DISSENSIONS AMONG THE REBELS.

The following article appears in the Richmond Whig over the initials of "F. M.;" no doubt from the pen of Franklin Miner :

" To WHOM IT MAY CONCERN.—The following private letter to the editor is from an old personal friend, but long separated by party, and one first in position and intellect in the great county of Albemarle. It was obviously not designed for publication, but on that very account it may be the better sign of things unseen, and the better serve to enlighten the Administration respecting the temper of the public mind :

"' ALBEMARLE, August 29, 1861.

DEAR MOSELEY,—I am utterly disgusted with your men, Jeff Davis and his man Walker, and I want to know if you will publish my speech if I utter it.

" ' I have a letter just from Manassas. Our troops there one day last week had nothing for breakfast but salt and potatoes; were sent eight miles at double quick to meet a false alarm, and got neither dinner nor supper when they came back to camp. Now, Moseley, it is evident to me that your government is rotten in the head. Davis ought to be spiked up where men can see him. You have won a great victory and got no fruits from it. You have had charge of the government for six months and have done nothing. No meat, no bread, no powder, no wagons, no any thing but salt and potatoes, and yet you sing out, " The Government has the entire confidence of the whole people." Now, it has not mine, and I want to know whether I can get a fair hearing. The only smart thing I have seen is your proposition to postpone the Presidential election.
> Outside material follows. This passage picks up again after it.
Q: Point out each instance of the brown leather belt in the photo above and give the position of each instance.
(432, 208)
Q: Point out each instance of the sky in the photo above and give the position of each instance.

That is excellent—most excellent. I trust that it may save us. If I were in Congress I would refuse one dollar of appropriations for the war, holy though it is, until Walker was turned out, and somebody put in his place with sense enough to attend to the duties of it. I don't know either Davis or Walker, but I have seen enough to raise suspicions in my mind that neither is the right man in the right place. Why, then, talk about the confidence of the people in the Administration ? I don't feel any such confidence myself. I believe I am not singular in my distrust.'"

NEWS FROM THE GULF.

News from the blockading force off Pass a l'Outre represents the Mississippi as hermetically sealed. New Orleans is desolate, and its inhabitants are momentarily fearing an attack and bombardment. The most reliable news from the rebel army represents disease to be prevalent. The National defenses at Fort Pickens were considered impregnable. The Wilson Zouaves were loyal and efficient.

FOREIGN NEWS.
ENGLAND.

ENGLAND TO INTERFERE IN MEXICO.

THE temporary suspension of the order detailing reinforcements to the English army in Canada is announced contemporaneously with the news of the near completion of a grand European coalition for armed intervention in the affairs of Mexico. England and France wore, it was said, to make a demonstration by sea and land, while Spain was to forward troops from Cuba to the republic.

ITALY.

STATE OF AFFAIRS.

The aspect of the Italian question was again serious. The Papal government had flatly denied the statement of Baron Ricasoli as to its evil influence in Italy; and most of the Paris journals supported it in the position. Garibaldi was in Naples with Victor Emanuel, but General Guyon had ordered the French troops in Rome and elsewhere to oppose by force any attempt of the troops of Sardinia to enter the Papal territory. Fresh disturbances had occurred in Poland, and the repressive measures of the Russian army officers were of a very severe character. A meeting of theologians at Palermo had passed resolutions hostile to the temporal sovereignty of the Pope.